In his book Thought Reform and the Psychology of Totalism, Lifton wrote that these semantic stop signs compress “the most far-reaching and complex of human problems … into brief, highly selective, definitive-sounding phrases, easily memorized and easily expressed. They become the start and finish of any ideological analysis.”

That's a whole lot of words to express what I call "bumper-sticker philosophy," which I suppose is my own thought-terminating cliché.

As the article points out, though, TTCs (do not expect me to type the phrase every damn time) aren't necessarily bad. Like any word or phrase, they can be used for good or evil.

Unfortunately, mere awareness of such tricks is not always enough to help us resist their influence. For this, we can blame the “illusory truth effect” – a cognitive bias defined by the unconscious yet pervasive tendency to trust a statement simply because we have heard it multiple times.
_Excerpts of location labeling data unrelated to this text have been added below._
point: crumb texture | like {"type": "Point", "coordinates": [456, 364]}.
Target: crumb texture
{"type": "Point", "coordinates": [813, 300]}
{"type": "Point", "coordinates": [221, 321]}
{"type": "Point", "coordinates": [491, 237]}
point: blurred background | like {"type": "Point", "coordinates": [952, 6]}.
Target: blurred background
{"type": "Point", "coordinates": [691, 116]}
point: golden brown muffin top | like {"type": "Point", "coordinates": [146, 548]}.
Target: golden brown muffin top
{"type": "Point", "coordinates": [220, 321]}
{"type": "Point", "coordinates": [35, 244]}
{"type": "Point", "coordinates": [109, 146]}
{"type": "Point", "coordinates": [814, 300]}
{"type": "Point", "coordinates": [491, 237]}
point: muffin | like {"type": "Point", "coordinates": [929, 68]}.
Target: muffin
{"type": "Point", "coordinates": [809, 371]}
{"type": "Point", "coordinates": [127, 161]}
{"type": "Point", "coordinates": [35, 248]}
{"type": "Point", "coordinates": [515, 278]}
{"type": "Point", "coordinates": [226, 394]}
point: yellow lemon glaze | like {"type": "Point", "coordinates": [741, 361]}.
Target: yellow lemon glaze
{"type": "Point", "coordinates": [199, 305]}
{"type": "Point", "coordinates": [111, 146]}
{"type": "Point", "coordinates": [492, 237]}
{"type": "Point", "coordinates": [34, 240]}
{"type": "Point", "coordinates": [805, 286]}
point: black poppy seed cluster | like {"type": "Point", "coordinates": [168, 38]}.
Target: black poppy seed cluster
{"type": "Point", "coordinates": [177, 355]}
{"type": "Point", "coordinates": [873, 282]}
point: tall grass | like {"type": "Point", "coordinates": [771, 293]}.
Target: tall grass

This gets weaponized a lot, too. Keep repeating things like "greed is good," and people start to believe it. Or, like someone we all know of, continue to lie and your minions lap it up as divine Truth, even though it's objectively a lie.

But what if we could do that with the actual truth?

To compete in the marketplace of thought-terminating cliches, then, our best bet might be to take what we know about illusory truth and harness it to spread accurate information.

Like that.

Beyond repetition, studies show that people perceive statements as more believable when presented in easy-to-read fonts or easy-to-understand speech styles, such as rhyme.

Or, you know, alliteration like in my example above.

This, of course, is where writers come in.

And a 2021 study showed that humour is among the qualities that make information more memorable and shareable. A titbit is “just more likely to spread if it’s funny”, says Scheirer.

Did you know that we here in America call small morsels of food or information tidbits instead of titbits because our Puritanical sensibilities required the change? Yeah? Then you were subjected to misinformation.

Probably. I mean, it felt right to me, too, because I'm not without bias, myself. But apparently, "tit" has at least two entirely separate etymologies.

It doesn’t only have to be shameless disinformers who exploit the power of repetition, rhyme, pleasing graphics and funny memes. “Remember, it’s OK to repeat true information,” says Fazio.

The trick, of course, is to know what's true, and in a postmodern world, that's becoming increasingly difficult. Even facts that should be universally accepted, such as the approximate shape or age of the Earth, are subject to strong opposition.

As the article implies, though, this doesn't mean we shouldn't make the attempt.